Alzheimer disease (AD) and frontotemporal dementia (FTD) are two frequent forms of primary neurodegenerative dementias with overlapping clinical symptoms. Pathogenic mutations of the amyloid precursor protein (APP) and presenilins 1 and 2 (PSEN1, PSEN2) genes have been linked to familial early-onset forms of AD; however, more recently mutations in the common FTD genes encoding the microtubule associated protein tau (MAPT), progranulin (GRN) and C9ORF72, have also been reported in clinically diagnosed AD patients. To access the contribution of mutations in a well-characterized series of patients, we systematically performed genetic analyses of these EOAD and FTD genes in a novel cohort of 227 unrelated probands clinically diagnosed as probable AD which were ascertained at Mayo Clinic Florida between 1997 and 2011. All patients showed first symptoms of dementia before 70 years. We identified 9 different pathogenic mutations in the EOAD genes in a total of 11 patients explaining 4.8% of the patient population. Two mutations were novel: PSEN1 p.Pro218Leu and PSEN2 p.Phe183Ser. Importantly, mutations were also identified in all FTD genes: one patient carried a MAPT p.R406W mutation, one patient carried the p.Arg198Glyfs19X loss-of-function mutation in GRN and two patients were found to carry expanded GGGGCC repeats in the non-coding region of C9ORF72. Together the FTD genes explained the disease in 1.8% of our probable AD population. The identification of mutations in all major FTD genes in this novel cohort of clinically diagnosed AD patients underlines the challenges associated with the differential diagnosis of AD and FTD resulting from overlapping symptomatology and has important implications for molecular diagnostic testing and genetic counseling of clinically diagnosed AD patients.
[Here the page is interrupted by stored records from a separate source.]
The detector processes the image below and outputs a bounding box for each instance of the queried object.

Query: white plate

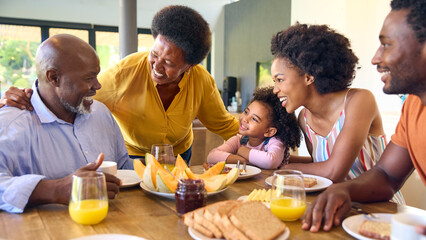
[225,164,262,180]
[188,227,290,240]
[342,213,393,240]
[71,234,146,240]
[265,174,333,192]
[117,170,142,188]
[140,182,229,199]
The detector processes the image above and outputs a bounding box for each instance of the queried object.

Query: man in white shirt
[0,34,132,212]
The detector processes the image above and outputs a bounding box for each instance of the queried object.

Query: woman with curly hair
[207,87,301,169]
[0,6,238,165]
[271,23,402,199]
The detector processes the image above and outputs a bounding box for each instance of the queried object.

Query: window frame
[0,17,211,73]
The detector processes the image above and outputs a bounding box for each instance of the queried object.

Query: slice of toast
[182,211,214,238]
[204,200,232,222]
[213,200,248,240]
[194,207,223,238]
[358,220,391,240]
[229,201,287,240]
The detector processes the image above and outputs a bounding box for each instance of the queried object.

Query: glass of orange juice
[68,171,108,224]
[151,143,176,171]
[271,170,306,221]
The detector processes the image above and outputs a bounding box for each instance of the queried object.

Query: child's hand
[237,146,251,160]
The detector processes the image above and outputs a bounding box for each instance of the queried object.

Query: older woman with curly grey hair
[95,6,238,162]
[3,6,239,165]
[271,23,403,202]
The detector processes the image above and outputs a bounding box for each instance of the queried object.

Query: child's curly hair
[249,87,302,150]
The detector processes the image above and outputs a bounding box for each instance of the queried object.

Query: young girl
[207,87,301,169]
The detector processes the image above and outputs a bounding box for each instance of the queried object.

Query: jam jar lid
[178,179,204,191]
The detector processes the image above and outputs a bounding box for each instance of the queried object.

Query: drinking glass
[151,144,176,171]
[271,170,306,221]
[68,171,108,224]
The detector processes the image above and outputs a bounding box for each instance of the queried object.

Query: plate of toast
[140,182,229,199]
[182,200,290,240]
[265,174,333,192]
[342,213,393,240]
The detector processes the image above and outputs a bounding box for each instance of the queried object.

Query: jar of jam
[175,179,207,216]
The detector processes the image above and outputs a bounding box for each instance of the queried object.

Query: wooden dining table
[0,166,397,240]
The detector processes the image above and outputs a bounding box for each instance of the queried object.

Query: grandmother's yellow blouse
[94,52,239,156]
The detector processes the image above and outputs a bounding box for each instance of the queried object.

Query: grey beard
[59,98,91,114]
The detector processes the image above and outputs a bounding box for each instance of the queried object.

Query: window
[0,24,41,95]
[96,31,120,71]
[0,17,210,97]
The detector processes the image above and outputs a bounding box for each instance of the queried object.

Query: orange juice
[69,199,108,224]
[271,198,306,221]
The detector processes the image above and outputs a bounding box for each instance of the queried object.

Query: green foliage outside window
[0,40,40,92]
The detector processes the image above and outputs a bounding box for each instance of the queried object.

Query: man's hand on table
[302,184,352,232]
[0,86,33,111]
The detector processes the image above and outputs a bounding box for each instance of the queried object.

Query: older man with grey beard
[0,34,132,213]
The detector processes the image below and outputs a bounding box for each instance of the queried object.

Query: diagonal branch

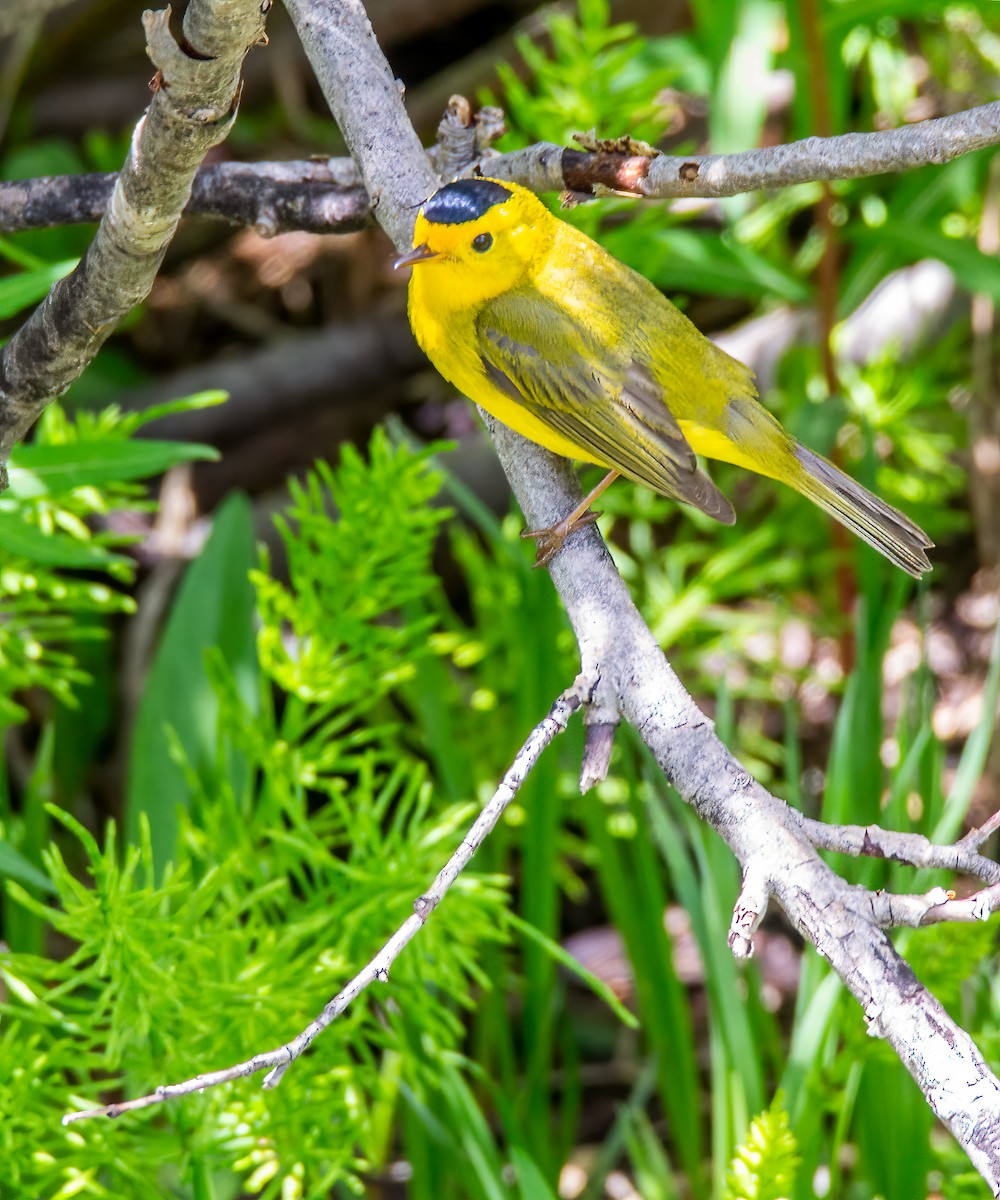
[0,96,1000,236]
[0,0,268,491]
[483,101,1000,199]
[62,684,587,1124]
[287,0,1000,1195]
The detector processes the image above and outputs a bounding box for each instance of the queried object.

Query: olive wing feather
[477,290,736,524]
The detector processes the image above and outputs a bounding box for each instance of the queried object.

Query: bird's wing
[477,289,736,524]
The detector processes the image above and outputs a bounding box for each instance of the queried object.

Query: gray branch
[0,158,371,238]
[48,0,1000,1195]
[62,685,576,1126]
[484,101,1000,199]
[0,0,263,491]
[278,0,1000,1194]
Our findings suggest that in clinically diagnosed AD patients, genetic analyses should include not only the well-established EOAD genes APP, PSEN1 and PSEN2 but also genes that are usually associated with FTD. Finally, the overall low frequency of mutation carriers observed in our study (6.6%) suggests the involvement of other as yet unknown genetic factors associated with AD.
阿尔茨海默病(AD)和额颞叶痴呆(FTD)是原发性神经退行性痴呆的两种常见形式,临床症状相互重叠。淀粉样前体蛋白(APP)以及早老素1和2(PSEN1、PSEN2)基因的致病性突变与家族性早发型AD相关;然而,最近在临床诊断为AD的患者中也报告了常见FTD基因的突变,这些基因编码微管相关蛋白tau(MAPT)、原纤维蛋白(GRN)和C9ORF72。为了评估一系列特征明确的患者中突变的作用,我们对227名无亲缘关系的先证者进行了这些早发型AD(EOAD)和FTD基因的系统遗传分析,这些先证者于1997年至2011年在佛罗里达州梅奥诊所被临床诊断为可能的AD。所有患者在70岁之前出现痴呆的首发症状。我们在总共11名患者的EOAD基因中鉴定出9种不同的致病性突变,占患者总数的4.8%。两种突变是新发现的:PSEN1 p.Pro218Leu和PSEN2 p.Phe183Ser。重要的是,在所有FTD基因中也发现了突变:一名患者携带MAPT p.R406W突变,一名患者携带GRN中的p.Arg198Glyfs19X功能丧失突变,两名患者在C9ORF72的非编码区发现有扩展的GGGGCC重复序列。FTD基因共同解释了我们可能患有AD的人群中1.8%的疾病。在这个临床诊断为AD的新队列中所有主要FTD基因中都发现了突变,这突出了由于症状重叠导致的AD和FTD鉴别诊断的挑战,并且对临床诊断为AD的患者的分子诊断检测和遗传咨询具有重要意义。我们的研究结果表明,在临床诊断为AD的患者中,遗传分析不仅应包括已确定的EOAD基因APP、PSEN1和PSEN2,还应包括通常与FTD相关的基因。最后,我们研究中观察到的突变携带者总体低频(6.6%)表明还存在其他与AD相关的未知遗传因素。